* The fire motif that goes throughout the book draws parallels to ancient myth. Jaunt discovers his ability when he's set on fire and needs to be put out. Gully space-jaunting when he's burning in Old St. Pat's. Fire is the catalyst in all of these things--mirroring both its role as a chemical reaction, and its role in Greek myth, where most prominently Herakles ascended to Godhood on his own funeral pyre. It's through fire that man ascends, it is the catalyst of change. Gully's first act as a thinking being is what? Creating fire in Nomad's engine to free himself. And how does Gully figure out how to space jaunt? When he's caught in an explosion of the meaningfully-named '''[[MacGuffin PyrE]]'''. In fact, fire is at the heart of Gully's final speech: "Take a war to make you spend. Take a jam to make you think. Take a challenge to make you great." It takes great stress--which is essentially what fire is--to create change. Further, Gully giving [=PyrE=] to the people at the end parallels Prometheus, giving the fire of the gods to the common man.

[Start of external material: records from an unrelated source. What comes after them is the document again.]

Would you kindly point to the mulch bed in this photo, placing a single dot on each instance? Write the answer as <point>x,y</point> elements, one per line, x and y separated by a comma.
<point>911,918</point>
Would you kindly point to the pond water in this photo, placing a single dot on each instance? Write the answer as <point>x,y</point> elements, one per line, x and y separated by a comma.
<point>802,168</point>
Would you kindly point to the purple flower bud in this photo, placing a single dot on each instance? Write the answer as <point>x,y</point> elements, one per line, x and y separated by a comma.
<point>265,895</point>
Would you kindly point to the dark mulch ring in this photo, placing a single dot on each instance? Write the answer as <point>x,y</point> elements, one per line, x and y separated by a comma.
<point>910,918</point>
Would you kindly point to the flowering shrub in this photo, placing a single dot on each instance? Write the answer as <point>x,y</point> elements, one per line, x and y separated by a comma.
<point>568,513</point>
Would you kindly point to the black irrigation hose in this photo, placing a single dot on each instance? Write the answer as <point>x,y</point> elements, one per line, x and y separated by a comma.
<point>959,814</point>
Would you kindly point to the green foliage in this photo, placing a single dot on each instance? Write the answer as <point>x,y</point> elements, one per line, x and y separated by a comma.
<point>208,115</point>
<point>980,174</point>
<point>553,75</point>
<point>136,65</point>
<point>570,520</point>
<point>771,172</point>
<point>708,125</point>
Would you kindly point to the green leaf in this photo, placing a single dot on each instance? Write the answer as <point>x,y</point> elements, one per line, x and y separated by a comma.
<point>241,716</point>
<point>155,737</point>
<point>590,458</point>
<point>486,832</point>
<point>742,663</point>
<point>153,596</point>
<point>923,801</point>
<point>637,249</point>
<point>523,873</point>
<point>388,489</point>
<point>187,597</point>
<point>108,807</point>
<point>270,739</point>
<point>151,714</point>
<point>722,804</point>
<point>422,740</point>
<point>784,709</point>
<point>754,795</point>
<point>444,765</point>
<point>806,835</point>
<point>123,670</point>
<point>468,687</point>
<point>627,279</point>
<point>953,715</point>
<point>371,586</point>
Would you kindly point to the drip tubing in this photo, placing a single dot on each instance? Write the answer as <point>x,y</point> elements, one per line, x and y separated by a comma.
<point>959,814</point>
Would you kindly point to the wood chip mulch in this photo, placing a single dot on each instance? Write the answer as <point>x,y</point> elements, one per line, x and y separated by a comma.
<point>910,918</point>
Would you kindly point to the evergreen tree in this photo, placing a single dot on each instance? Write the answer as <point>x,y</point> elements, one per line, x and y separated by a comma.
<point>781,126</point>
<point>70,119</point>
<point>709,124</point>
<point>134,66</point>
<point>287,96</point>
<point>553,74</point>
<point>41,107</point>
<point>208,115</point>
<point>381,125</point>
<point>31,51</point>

* When the name "Geoffrey Fourmyle" first appears, it's in a scenario in Foyle's mind, so the reader naturally assumes he subconsciously chose a name that sounds like a fancier "Gully Foyle". Later, though, we find out it was a default name that Dagenham didn't bother changing. So why ''does'' it sound like Foyle's name? And since it does, why on earth would Foyle be dumb enough to use it as an alias?
** The last question is touched on later. Foyle was so heavily stressed, drugged and otherwise out of his head when being interrogated he never realised he had actually ''heard'' the name "Geoffrey Fourmyle" anywhere, but thought he had made it up himself. Also, several rather eventful years passed between that interrogation and Geoffrey Fourmyle's appearance.